MHA for Bonavista South
- In office 1972–1989
- Preceded by: Rossy Barbour
- Succeeded by: Aubrey Gover

Personal details
- Born: James Charles Morgan October 31, 1939 St. John's, Newfoundland and Labrador
- Died: August 4, 2019 (aged 79) St. John's, Newfoundland and Labrador
- Party: Progressive Conservative Party of Newfoundland and Labrador

= Jim Morgan (Canadian politician) =

Canadian politician (1939–2019)

James Charles Morgan (October 31, 1939 – August 4, 2019) was a Canadian politician. He represented the electoral district of Bonavista South in the Newfoundland and Labrador House of Assembly from 1972 to 1989. He was a member of the Progressive Conservative Party of Newfoundland and Labrador.

== Early life ==
The son of Samuel Robert and Helen Morgan, he was born at St. John's and was educated at Memorial University, at Devry Technical School in Toronto and at Sir George Williams University in Montreal. In 1967, Morgan married Denise Philippe.

== Political career ==
Morgan was elected to the Newfoundland assembly in 1972. He served in the provincial cabinet as Minister of Transportation and Communications, as Minister of Tourism, as Minister of Forestry and Agriculture and as Minister of Fisheries.
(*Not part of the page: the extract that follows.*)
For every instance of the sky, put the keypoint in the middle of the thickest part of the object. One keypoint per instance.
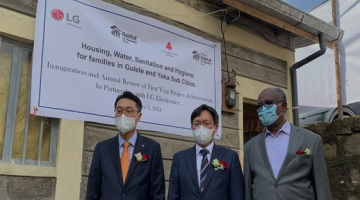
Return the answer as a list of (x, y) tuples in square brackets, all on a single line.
[(304, 5)]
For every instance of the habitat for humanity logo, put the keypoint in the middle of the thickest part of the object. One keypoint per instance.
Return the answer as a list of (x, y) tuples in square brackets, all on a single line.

He was a candidate for the Progressive Conservative party leadership in 1979 but withdrew, transferring his support to Brian Peckford. In 1988, he made an unsuccessful bid to be the federal Progressive Conservative candidate in the riding of St. John's East but Ross Reid was chosen instead. Morgan made another attempt to enter federal politics in the 2000 election, but was defeated by Liberal Brian Tobin in Bonavista—Trinity—Conception.

== Death ==
Morgan died in St. John's on August 4, 2019, at the age of 79.